Identifying Mutations in HAV Genome

It was previously reported that the antiviral effect of favipiravir and ribavirin was correlated with the incorporation of a large number of mutations into viral genomes in other viruses [36 (link),74 (link),75 (link)]. To explain the mechanisms of HAV inhibition by favipiravir and ribavirin, we examined nucleotide mutations in the HAV genome by next-generation sequencing. We first extracted cellular RNA from HAV-infected Huh7 cells treated with or without favipiravir, ribavirin, or foscarnet sodium at 100 μM each for 72 h. We next amplified the target site by linker-added specific primers (Table 2) using a PrimeScript II High Fidelity One Step RT-PCR Kit (Takara).

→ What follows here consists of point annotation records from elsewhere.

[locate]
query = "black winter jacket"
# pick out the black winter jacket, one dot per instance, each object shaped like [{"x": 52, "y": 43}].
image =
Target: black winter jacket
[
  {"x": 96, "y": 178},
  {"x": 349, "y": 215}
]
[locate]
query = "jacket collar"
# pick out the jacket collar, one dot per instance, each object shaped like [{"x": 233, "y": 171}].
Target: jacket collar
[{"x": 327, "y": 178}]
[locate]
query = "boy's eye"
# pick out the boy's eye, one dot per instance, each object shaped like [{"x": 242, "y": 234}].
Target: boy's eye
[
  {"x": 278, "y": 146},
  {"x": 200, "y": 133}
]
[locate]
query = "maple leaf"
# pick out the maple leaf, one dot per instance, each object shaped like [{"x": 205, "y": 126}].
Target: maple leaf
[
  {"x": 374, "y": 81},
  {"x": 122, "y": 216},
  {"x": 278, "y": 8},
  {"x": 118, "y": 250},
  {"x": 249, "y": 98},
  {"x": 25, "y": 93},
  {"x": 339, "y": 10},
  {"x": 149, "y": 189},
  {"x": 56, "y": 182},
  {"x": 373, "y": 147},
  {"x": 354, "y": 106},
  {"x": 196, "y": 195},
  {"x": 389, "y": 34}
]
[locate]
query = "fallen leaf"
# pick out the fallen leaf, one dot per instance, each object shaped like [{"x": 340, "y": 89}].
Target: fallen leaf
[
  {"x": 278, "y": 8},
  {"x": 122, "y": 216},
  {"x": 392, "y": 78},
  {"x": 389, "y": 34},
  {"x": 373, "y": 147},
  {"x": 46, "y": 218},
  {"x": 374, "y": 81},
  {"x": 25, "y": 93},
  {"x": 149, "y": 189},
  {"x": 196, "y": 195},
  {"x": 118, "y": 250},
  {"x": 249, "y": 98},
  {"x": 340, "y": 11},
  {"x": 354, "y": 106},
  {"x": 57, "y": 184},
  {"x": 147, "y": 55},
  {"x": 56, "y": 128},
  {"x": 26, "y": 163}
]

Each reaction was performed at 45 °C for 10 min and 94 °C for 2 min, followed by 45 cycles at 98 °C, 10 s for denaturation, 1 min at 60 °C for annealing, and 10 s at 68 °C for extension. The products were purified using a QIAquick PCR purification kit (Qiagen). Targeted deep sequencing was performed using an Illumina MiSeq System (Illumina K.K., Tokyo, Japan) at the instruction of Hokkaido System Science Co. Ltd. (Sapporo, Hokkaido, Japan).